Al ser cuestionado si es posible que Manuel Bartlett enfrente algún proceso judicial por todos los señalamientos en su contra, principalmente relacionados con corrupción -flagelo que según López Obrador erradicará del país-, el especialista descartó que suceda en un mediano plazo.

“Pues yo creo que no (podrían iniciarle algún proceso jurídico)..De hecho estamos viendo que todos estos procesos judiciales donde se señala mal uso del cargo o desvío de recursos, generalmente son ejecutados por la administración siguiente. A lo mejor va a haber demandas, de hecho ya las hay, no tiene que dejar de estar bajo la protección del presidente para que no le lleguen estas demandas, ya tiene muchas… pero digamos, las que cuentan son aquellas que son vinculativas, una sanción concreta de eso, (pero) por el momento no creo, para el siguiente sexenio yo creo que tampoco… a menos que realmente volteara a ver al asunto del tema eléctrico, uno de los temas relevantes como para reivindicar la imagen del político en turno.. salvo en ese caso”, señaló.

El académico consideró que Bartlett Díaz llegó a la CFE por su perfil, ya que es una figura hecha en la forma de la política del pasado, tendiente a la nacionalización.
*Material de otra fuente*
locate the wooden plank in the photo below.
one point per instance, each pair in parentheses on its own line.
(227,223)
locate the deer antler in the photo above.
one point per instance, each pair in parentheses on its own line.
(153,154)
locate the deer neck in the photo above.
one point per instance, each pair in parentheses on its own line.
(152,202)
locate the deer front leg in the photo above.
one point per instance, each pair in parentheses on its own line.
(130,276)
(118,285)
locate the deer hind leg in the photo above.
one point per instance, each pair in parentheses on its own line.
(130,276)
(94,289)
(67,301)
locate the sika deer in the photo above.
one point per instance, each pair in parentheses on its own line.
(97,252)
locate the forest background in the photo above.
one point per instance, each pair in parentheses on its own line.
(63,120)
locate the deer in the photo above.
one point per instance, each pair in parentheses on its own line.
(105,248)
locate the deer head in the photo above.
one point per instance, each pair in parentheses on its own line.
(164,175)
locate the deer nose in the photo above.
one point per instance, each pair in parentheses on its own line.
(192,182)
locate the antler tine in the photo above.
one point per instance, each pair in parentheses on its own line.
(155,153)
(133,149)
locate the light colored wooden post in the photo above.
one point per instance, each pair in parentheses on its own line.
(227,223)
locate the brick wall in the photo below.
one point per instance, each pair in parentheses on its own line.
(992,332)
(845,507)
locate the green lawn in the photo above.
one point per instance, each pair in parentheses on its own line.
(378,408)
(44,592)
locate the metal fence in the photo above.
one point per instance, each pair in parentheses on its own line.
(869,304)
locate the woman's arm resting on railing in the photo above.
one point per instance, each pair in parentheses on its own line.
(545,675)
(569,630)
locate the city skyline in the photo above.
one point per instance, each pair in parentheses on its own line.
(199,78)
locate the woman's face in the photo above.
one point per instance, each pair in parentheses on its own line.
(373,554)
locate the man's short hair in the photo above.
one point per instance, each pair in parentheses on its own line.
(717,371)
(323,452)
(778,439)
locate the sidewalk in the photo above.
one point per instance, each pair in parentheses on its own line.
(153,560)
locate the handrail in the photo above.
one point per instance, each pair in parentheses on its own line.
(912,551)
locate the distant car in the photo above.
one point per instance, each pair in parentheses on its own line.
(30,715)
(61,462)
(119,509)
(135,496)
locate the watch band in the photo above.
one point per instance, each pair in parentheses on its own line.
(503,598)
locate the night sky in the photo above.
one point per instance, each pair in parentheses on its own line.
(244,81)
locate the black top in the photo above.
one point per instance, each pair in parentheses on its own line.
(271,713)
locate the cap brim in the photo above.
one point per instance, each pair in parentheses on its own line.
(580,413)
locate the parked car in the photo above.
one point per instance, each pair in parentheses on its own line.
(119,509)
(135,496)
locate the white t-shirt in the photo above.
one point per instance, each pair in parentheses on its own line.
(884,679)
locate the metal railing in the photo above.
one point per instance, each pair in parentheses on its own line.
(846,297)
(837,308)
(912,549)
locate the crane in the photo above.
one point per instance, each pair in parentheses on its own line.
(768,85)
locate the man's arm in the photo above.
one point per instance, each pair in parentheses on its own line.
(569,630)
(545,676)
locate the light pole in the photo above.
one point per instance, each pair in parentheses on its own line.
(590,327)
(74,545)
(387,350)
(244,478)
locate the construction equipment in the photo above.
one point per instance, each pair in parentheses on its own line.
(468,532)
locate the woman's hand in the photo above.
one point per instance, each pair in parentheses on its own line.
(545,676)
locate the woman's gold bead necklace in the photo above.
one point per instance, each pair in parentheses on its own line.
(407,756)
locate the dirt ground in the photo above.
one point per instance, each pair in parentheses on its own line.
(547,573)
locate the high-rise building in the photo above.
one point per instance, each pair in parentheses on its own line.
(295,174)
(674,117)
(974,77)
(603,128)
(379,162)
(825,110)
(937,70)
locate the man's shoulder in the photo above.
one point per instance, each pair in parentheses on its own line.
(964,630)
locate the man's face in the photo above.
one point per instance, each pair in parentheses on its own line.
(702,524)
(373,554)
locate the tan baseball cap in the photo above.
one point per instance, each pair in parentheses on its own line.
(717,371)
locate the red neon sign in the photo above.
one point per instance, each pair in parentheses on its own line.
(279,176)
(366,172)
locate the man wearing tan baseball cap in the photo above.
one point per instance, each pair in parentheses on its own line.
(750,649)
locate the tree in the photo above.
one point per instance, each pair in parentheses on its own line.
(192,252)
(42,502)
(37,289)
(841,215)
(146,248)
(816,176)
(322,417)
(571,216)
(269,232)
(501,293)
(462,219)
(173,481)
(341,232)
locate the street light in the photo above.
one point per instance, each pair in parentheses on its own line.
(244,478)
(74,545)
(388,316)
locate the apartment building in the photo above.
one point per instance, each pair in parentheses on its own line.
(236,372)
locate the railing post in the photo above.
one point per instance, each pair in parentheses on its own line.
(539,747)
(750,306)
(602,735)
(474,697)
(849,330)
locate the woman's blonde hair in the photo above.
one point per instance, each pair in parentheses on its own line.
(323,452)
“Al día de hoy alcanzo a ver que Bartlett llegó a la CFE con la intención de la reforma, especialmente para buscar quitarle los contratos a los particulares en el proceso de generación y venta del recurso energético. Es un político que sabe muy bien cómo funciona la política en México. Ha perdurado en cargos públicos y legislativos la mitad de su vida o quizá más. Es un político octogenario, gángster de la política que puede defender la reforma, responder a las acusaciones de la ‘caída del sistema en 1988′, acusar a empresas grandes de no pagar la luz y decir que se quitará la participación privada en el sector eléctrico con facilidad, sin inmutarse y con irreverencia. Por eso Andrés Manuel lo tiene ahí. Bartlett ya no tiene nada que perder, al contrario, la CFE es la mejor antesala de su retiro”, aseguró.

¿Qué futuro político tenga? La verdad no sé, yo pensaría que no, pero también hubiese pensado que ya no tenía y míralo (…) lleva desde el inicio y ya vamos para el cuarto (año del actual gobierno) y ahí sigue. Sería crear las condiciones para llevar a cabo esta reforma que quiere llevar a cabo López Obrador”, concluyó.